CUDA callable from Linux driver/kernel context? CUDA callable by Linux drivers?

Is CUDA available on any real-time Unix/Linux? If not, which routines are currently callable from a device driver kernel context under supported Linux? We would need only the basic routines such as device memory malloc/free/copy, device get/set as related to multiple GPU management and, of course, device kernel invocation). To meet our real-time requirement on non-real-time Linux, we recast our application as a Linux device driver that runs only in response to a hardware signal of incoming data.
We’d greatly appreciate your reply.

CUDA has only been tested & qualified with the Linux distributions listed on the CUDA download page. None are realtime distributions.

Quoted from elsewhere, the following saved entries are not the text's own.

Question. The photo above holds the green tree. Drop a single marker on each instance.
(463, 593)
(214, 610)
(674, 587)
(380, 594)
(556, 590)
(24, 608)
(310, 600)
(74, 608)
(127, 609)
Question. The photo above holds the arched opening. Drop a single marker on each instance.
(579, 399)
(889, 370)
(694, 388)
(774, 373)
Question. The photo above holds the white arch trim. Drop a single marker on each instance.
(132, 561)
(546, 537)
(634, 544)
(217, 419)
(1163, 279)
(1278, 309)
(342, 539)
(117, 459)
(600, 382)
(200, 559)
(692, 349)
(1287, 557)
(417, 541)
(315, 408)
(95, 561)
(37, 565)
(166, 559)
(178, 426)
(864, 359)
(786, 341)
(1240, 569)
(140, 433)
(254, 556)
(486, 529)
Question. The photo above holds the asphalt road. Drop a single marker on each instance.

Many people have succeeded in running CUDA with distributions other than the ones listed. So I guess this is directly related to whether you are able to run the NVIDIA driver correctly. If you can, check that you can correctly link the CUDA libs and you have full device access and API functionality.

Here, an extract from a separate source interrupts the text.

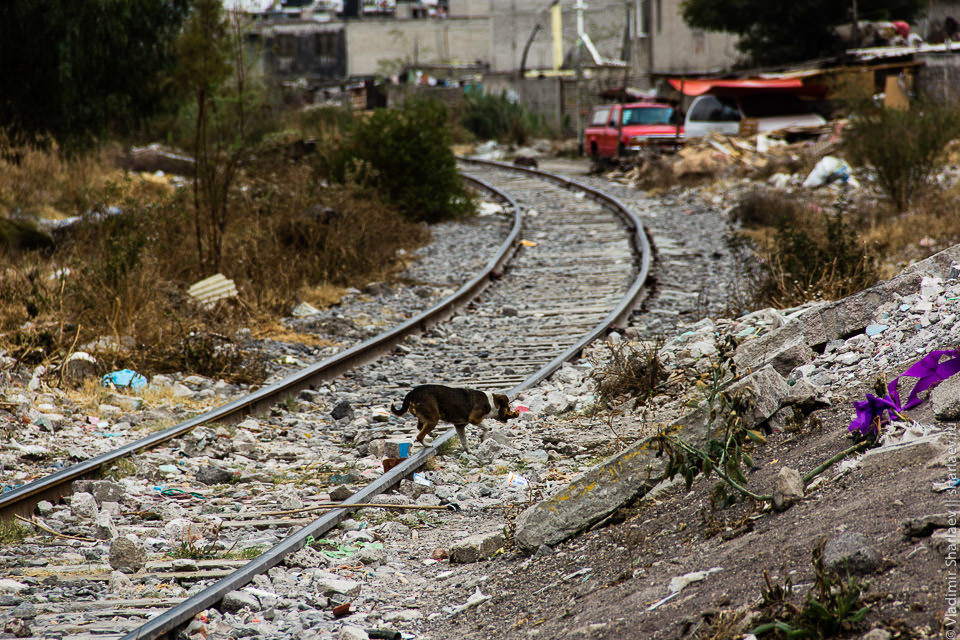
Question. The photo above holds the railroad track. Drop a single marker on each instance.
(577, 271)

Thanks Peter for the prompt reply.
We have no problem running our own CUDA applications on the supported Linux distributions. In fact, we have developed our own CUBLAS routines that run 2 to 3 times as fast as NVIDIA distribution. We would like to hear if you or your colleagues have written a Linux driver that makes CUDA calls. We have several $$$$$$$ projects currently under development that require real-time computing.

Thanks tygemo for your reply.

Do you know anyone who has written a Linux device driver that processes real-time input (perhaps generated by another PCIe card) by calling CUDA to do the heavy lifting (compute-intensive calculations) ?

I can imagine that it is no big deal to use CUDA in a userland daemon thing, but I am unsure whether it works in kernelland. Maybe you need to do some simple forwarding driver that actually does the work in userland.


I’m curious to hear more about this. (I’m not surprised – we have to make the CUBLAS routines very general and so have to skip some optimizations – but I am curious.)